SUMMARY JUDGMENT FOR DEFENSE-CATASTROPHIC INJURY BUT SPECULATIVE LIABILITY:  The First District Appellate Court examined the boundary between permissible inferences drawn from circumstantial evidence and impermissible speculation.  Plaintiff fell in the vestibule of an apartment building and sustained spinal injuries, rendering Plaintiff a quadriplegic.  There were no eyewitnesses to the fall, and Plaintiff had no memory of the incident, so he could not testify as to the causation.  Plaintiff filed a premises liability claim against Building Owner and Management Company, alleging that the improper design and maintenance of the vestibule, stairs, and doorway, which included code violations and tripping hazards, proximately caused his injuries.  Defendants moved for summary judgment arguing, among other things, that Plaintiff failed to prove the proximate causation of his injuries.  In responding to the motion for summary judgment, Plaintiff presented affidavits from three Experts who opined that the condition of the doorway, the threshold and/or door closure system were more likely than not the cause of Plaintiff's fall.  The trial court struck Experts'affidavits on the grounds that they were conjecture and speculative evidence and granted Defendants summary judgment. On appeal, the First District Appellate Court affirmed, commenting that what Experts found "likely" or "typical" was speculative and nothing but conjecture, especially given that the Plaintiff did not know the cause of the fall.  In addition, the Court held that the mere possibility of an unreasonably dangerous condition is not enough to establish a causal relationship between alleged negligence and injuries. Here, because Plaintiff could not "affirmatively and positively" show with "reasonable certainty" that he fell because he tripped over the threshold or was propelled forward by a door that closed too quickly,  circumstantial evidence as to the cause is insufficient to establish liability.  Berke v. Manilow, 2016 IL App (1st) 150397) (Aug. 23, 2016).

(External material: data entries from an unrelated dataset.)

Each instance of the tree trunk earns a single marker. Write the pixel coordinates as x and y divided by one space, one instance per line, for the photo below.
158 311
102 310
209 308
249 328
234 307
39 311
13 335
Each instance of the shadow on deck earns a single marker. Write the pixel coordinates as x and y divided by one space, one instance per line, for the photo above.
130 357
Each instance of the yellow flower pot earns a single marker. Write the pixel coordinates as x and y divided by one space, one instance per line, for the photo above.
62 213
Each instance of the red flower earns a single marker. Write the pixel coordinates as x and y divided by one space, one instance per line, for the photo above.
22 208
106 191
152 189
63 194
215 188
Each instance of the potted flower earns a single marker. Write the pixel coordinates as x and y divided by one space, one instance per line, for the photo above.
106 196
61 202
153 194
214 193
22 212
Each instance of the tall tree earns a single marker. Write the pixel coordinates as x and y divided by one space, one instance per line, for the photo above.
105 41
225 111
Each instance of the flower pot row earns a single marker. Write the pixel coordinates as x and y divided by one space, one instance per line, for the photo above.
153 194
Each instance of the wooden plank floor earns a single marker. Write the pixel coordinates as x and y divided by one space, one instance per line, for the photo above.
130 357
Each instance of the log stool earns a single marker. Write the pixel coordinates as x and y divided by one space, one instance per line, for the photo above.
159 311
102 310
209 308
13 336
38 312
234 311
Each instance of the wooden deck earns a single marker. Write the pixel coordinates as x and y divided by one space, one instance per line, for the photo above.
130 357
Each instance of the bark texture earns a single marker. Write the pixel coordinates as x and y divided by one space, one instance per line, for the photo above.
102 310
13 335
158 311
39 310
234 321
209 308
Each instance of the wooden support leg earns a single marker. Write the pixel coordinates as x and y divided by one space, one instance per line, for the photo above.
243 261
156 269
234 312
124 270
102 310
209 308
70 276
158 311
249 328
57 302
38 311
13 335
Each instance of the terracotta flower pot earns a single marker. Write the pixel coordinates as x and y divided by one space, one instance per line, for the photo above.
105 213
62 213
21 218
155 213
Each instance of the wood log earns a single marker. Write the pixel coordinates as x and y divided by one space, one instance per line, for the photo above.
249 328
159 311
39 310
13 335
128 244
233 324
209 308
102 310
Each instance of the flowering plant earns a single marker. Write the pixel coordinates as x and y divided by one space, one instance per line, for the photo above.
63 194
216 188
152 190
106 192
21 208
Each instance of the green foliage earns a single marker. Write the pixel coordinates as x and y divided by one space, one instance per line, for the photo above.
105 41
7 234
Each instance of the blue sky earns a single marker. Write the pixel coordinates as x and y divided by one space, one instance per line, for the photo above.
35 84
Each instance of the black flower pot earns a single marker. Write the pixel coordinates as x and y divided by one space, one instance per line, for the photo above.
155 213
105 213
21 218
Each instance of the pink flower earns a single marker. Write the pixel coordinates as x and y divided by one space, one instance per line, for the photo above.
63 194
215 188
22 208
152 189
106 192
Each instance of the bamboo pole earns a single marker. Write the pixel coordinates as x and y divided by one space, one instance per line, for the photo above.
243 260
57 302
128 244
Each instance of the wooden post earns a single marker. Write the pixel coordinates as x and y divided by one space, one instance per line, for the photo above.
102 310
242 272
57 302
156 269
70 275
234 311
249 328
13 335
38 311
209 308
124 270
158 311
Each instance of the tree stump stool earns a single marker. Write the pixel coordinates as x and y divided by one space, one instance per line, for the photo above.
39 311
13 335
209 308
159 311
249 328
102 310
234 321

ANSWER TO QUIZ: Santa wins! Grinch is not entitled to a new trial. At trial, Santa's attorney only mentioned the photos after Grinch's attorney asked Grinch to describe the damage at the scene.  In this case, having Grinch describe the damage to the vehicles invited comment from Santa's counsel and Santa regarding the existence of photographs. The Grinch and his counsel cannot complain about supposed "errors" that they invited. Larkin v. George, 2016 IL App (1st) 152209 (Oct. 31, 2016).